-No seas terca, por favor. Mírame. ¡Mírame!
No podía, no podía, por más que quería. No podía hacerlo porque mis ojos estaban hasta el tope de lágrimas, miles de gotas amontonándose para salir, tantas que no cabían aunque apretara los ojos, no me alcanzaban las fuerzas para detenerlas ni para sacarlas todas. Dejé que me acribillaran. Abrí los ojos y lloré y lloré y lloré, a punto de perder el equilibrio con tanto esfuerzo. Me agarré de sus brazos, temblé y gemí entre lágrimas y lamentos, con el corazón aplastado y los pulmones cansados de jalar tanto aire. Esta vez no se sentía como un reflejo. Mis adentros se estaban fracturando y sentía los pedazos separarse, derrumbando las capas que había hecho falta arrancar.

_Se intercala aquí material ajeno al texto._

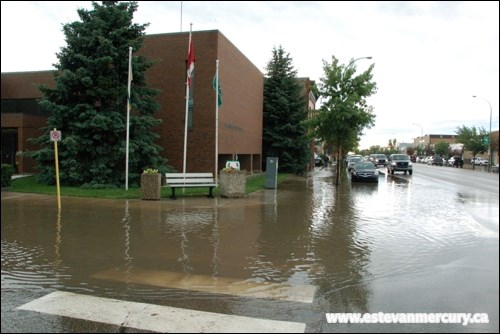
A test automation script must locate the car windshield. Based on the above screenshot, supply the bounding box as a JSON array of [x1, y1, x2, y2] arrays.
[[355, 161, 375, 169]]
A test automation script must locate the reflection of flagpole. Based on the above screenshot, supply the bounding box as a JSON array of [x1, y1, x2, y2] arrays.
[[122, 201, 132, 283], [215, 59, 219, 184], [212, 199, 220, 285], [125, 47, 132, 190], [54, 208, 62, 267]]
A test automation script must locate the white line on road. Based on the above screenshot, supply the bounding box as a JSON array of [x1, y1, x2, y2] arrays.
[[18, 291, 305, 333]]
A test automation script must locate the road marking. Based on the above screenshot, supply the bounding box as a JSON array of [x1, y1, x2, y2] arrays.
[[18, 291, 306, 333], [92, 267, 316, 303]]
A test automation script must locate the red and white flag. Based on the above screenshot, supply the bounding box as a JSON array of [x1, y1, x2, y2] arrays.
[[187, 32, 194, 87]]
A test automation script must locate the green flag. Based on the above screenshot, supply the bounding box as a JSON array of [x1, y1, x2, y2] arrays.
[[212, 74, 222, 108]]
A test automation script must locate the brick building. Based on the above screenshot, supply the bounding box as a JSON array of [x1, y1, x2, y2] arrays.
[[1, 30, 264, 173]]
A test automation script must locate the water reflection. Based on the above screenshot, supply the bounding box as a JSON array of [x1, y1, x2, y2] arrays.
[[2, 169, 498, 331], [308, 170, 377, 312]]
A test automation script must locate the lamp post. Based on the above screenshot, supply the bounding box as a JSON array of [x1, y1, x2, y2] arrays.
[[413, 123, 424, 155], [472, 95, 493, 172], [341, 57, 372, 81]]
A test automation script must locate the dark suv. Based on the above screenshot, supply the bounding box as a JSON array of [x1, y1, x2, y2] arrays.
[[387, 154, 413, 175], [370, 154, 387, 167], [450, 157, 464, 168]]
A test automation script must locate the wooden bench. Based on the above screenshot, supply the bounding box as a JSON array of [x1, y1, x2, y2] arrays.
[[165, 173, 217, 199]]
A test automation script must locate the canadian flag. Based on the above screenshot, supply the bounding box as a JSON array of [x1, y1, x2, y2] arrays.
[[187, 32, 194, 87]]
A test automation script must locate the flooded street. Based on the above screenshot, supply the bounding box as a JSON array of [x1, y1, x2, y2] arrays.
[[1, 166, 499, 332]]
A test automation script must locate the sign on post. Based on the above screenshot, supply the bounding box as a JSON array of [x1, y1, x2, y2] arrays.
[[50, 130, 61, 141], [50, 128, 61, 210]]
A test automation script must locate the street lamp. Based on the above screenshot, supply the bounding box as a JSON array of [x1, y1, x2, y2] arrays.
[[472, 95, 493, 172], [413, 123, 424, 153], [341, 57, 372, 81]]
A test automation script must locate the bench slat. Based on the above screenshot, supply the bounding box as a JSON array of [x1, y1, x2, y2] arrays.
[[167, 178, 214, 184], [169, 183, 217, 188], [165, 173, 217, 199], [165, 173, 214, 179]]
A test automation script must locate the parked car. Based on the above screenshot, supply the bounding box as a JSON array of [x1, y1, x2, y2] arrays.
[[448, 157, 464, 168], [345, 154, 363, 167], [314, 152, 323, 167], [387, 154, 413, 175], [351, 161, 379, 182], [471, 158, 488, 166], [427, 157, 443, 166], [423, 156, 434, 164], [347, 155, 363, 171], [370, 154, 387, 167]]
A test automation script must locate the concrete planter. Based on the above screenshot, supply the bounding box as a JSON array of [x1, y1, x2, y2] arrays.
[[219, 170, 247, 198], [141, 173, 161, 200]]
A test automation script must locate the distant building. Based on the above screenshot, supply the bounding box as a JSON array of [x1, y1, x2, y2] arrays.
[[1, 30, 264, 173], [413, 130, 499, 165]]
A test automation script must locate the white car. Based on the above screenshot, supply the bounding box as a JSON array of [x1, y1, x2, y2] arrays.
[[471, 158, 488, 166]]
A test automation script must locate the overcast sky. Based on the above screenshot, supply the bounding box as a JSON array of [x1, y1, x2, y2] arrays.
[[1, 1, 500, 148]]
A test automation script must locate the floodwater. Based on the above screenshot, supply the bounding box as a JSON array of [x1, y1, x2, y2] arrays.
[[1, 169, 499, 332]]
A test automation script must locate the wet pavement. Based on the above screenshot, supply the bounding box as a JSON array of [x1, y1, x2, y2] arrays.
[[1, 169, 499, 332]]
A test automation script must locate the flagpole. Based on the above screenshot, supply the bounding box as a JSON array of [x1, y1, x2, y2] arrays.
[[182, 23, 193, 173], [215, 59, 219, 184], [125, 46, 132, 190]]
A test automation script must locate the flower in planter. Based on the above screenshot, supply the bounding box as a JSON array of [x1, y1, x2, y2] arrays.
[[142, 168, 158, 174]]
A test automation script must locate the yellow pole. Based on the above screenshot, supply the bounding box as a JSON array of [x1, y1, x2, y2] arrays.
[[54, 128, 61, 210]]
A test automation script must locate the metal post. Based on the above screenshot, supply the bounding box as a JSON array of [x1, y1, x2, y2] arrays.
[[472, 95, 493, 172]]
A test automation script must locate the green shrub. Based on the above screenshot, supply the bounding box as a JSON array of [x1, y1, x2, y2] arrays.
[[2, 164, 14, 188]]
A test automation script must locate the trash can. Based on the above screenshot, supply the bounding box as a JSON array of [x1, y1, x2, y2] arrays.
[[264, 157, 278, 189]]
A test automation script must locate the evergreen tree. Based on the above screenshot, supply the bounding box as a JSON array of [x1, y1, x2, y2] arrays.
[[33, 1, 166, 187], [262, 46, 309, 174]]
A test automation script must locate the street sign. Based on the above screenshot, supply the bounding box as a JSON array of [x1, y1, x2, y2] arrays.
[[50, 130, 61, 141]]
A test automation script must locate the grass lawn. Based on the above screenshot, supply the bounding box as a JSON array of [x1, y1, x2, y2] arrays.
[[7, 173, 290, 199]]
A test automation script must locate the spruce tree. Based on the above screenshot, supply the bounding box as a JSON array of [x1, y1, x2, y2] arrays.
[[33, 1, 165, 187], [262, 46, 309, 174]]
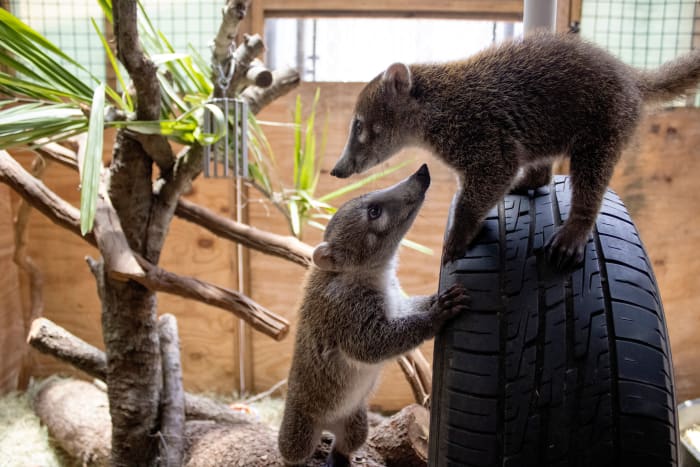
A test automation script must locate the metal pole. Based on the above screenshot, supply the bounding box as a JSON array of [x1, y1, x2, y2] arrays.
[[523, 0, 557, 36]]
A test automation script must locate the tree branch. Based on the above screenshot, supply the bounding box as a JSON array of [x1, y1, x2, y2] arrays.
[[130, 257, 289, 340], [158, 314, 185, 467], [37, 144, 313, 267], [27, 318, 258, 424], [175, 199, 313, 267], [112, 0, 160, 120], [240, 68, 301, 114], [0, 151, 289, 339], [213, 0, 251, 63], [27, 318, 107, 380]]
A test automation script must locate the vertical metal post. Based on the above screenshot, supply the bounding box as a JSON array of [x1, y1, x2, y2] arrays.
[[523, 0, 557, 36], [233, 101, 252, 394]]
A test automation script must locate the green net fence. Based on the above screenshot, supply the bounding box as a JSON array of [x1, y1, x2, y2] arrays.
[[581, 0, 700, 106], [10, 0, 225, 83]]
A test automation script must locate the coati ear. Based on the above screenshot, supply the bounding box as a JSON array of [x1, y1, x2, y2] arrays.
[[382, 63, 412, 95], [311, 242, 336, 271]]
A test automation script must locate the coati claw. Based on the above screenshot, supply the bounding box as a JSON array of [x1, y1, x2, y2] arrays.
[[431, 284, 470, 329], [545, 228, 587, 271]]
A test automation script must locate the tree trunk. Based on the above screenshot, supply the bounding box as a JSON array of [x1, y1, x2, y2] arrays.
[[34, 380, 428, 467]]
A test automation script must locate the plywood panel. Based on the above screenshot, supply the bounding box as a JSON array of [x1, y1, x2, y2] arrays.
[[0, 185, 25, 394], [10, 147, 237, 392]]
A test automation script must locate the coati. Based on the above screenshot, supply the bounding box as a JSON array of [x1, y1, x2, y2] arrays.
[[278, 165, 468, 465], [331, 33, 700, 269]]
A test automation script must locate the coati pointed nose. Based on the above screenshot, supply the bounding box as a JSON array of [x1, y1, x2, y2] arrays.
[[414, 164, 430, 189], [331, 167, 349, 178]]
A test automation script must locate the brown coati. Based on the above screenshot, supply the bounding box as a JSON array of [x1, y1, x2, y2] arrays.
[[331, 33, 700, 269], [279, 165, 468, 465]]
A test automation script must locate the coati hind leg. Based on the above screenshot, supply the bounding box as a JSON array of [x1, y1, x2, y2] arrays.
[[510, 164, 552, 194], [545, 143, 621, 270], [327, 406, 369, 467], [277, 408, 321, 465], [442, 157, 518, 265]]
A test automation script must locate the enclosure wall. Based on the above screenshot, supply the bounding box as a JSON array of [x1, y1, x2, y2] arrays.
[[0, 83, 700, 409]]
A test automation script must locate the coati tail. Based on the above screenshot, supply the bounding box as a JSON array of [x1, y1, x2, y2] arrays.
[[639, 49, 700, 102]]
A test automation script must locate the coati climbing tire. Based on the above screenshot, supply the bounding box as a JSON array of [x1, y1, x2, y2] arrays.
[[429, 177, 678, 467]]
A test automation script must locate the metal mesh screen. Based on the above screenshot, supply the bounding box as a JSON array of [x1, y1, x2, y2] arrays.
[[10, 0, 225, 83], [581, 0, 700, 106]]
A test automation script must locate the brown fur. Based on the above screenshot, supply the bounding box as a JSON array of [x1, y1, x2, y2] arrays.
[[331, 34, 700, 268], [279, 166, 467, 464]]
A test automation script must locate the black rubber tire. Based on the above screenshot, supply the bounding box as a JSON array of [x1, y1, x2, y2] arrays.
[[429, 177, 678, 467]]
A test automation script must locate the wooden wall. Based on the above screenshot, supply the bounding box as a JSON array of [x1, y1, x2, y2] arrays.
[[0, 83, 700, 410], [6, 141, 243, 393], [0, 185, 24, 395]]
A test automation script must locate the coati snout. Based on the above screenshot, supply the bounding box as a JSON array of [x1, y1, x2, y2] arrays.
[[313, 164, 430, 271], [331, 34, 700, 270], [278, 165, 469, 466], [331, 63, 419, 178]]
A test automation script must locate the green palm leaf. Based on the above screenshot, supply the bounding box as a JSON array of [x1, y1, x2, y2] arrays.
[[80, 83, 105, 235]]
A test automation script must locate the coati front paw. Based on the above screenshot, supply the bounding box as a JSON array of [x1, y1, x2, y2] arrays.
[[545, 225, 588, 271], [430, 284, 470, 332]]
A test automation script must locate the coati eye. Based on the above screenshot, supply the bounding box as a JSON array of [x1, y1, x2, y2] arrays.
[[367, 204, 382, 221], [355, 118, 363, 135]]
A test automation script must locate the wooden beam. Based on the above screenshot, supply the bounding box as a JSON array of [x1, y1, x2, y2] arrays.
[[254, 0, 523, 19], [248, 0, 523, 44]]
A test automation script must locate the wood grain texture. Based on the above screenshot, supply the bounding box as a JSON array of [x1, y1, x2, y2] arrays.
[[16, 153, 238, 392], [611, 108, 700, 402], [0, 185, 26, 394]]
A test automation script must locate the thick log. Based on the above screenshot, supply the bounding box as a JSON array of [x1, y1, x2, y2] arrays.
[[367, 404, 430, 467], [35, 380, 428, 467], [34, 379, 112, 466], [27, 318, 258, 424]]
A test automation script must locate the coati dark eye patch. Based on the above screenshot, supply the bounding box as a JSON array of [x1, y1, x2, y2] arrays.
[[367, 204, 382, 221], [355, 118, 363, 135]]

Tenía un motivo. O ninguno, y por eso lloraba. Porque, a fin de cuentas, mi razón ya no estaba aquí. Se me había escapado sin siquiera llevarse sus cosas. Lloraba por eso. Por mí y todo lo demás que había perdido o nunca había logrado tener. Lloré por todos en esta casa; los reales, las sombras y los recuerdos.
***
-Dime, ¿te duele?
Asentí.
-¿Dónde te duele?
***
-Dime, ¿te duele?
Asentí.
-¿Dónde te duele?
Prendí mi cigarro y exhalé el humo con lentitud, mientras registraba los daños. Todo mi cuerpo estaba como recién despertado después de la anestesia. Irritado y torpe. El dolor tenía vida propia y habitaba en partes de mí que ignoraba que podían sentir tristeza.
-En todos lados.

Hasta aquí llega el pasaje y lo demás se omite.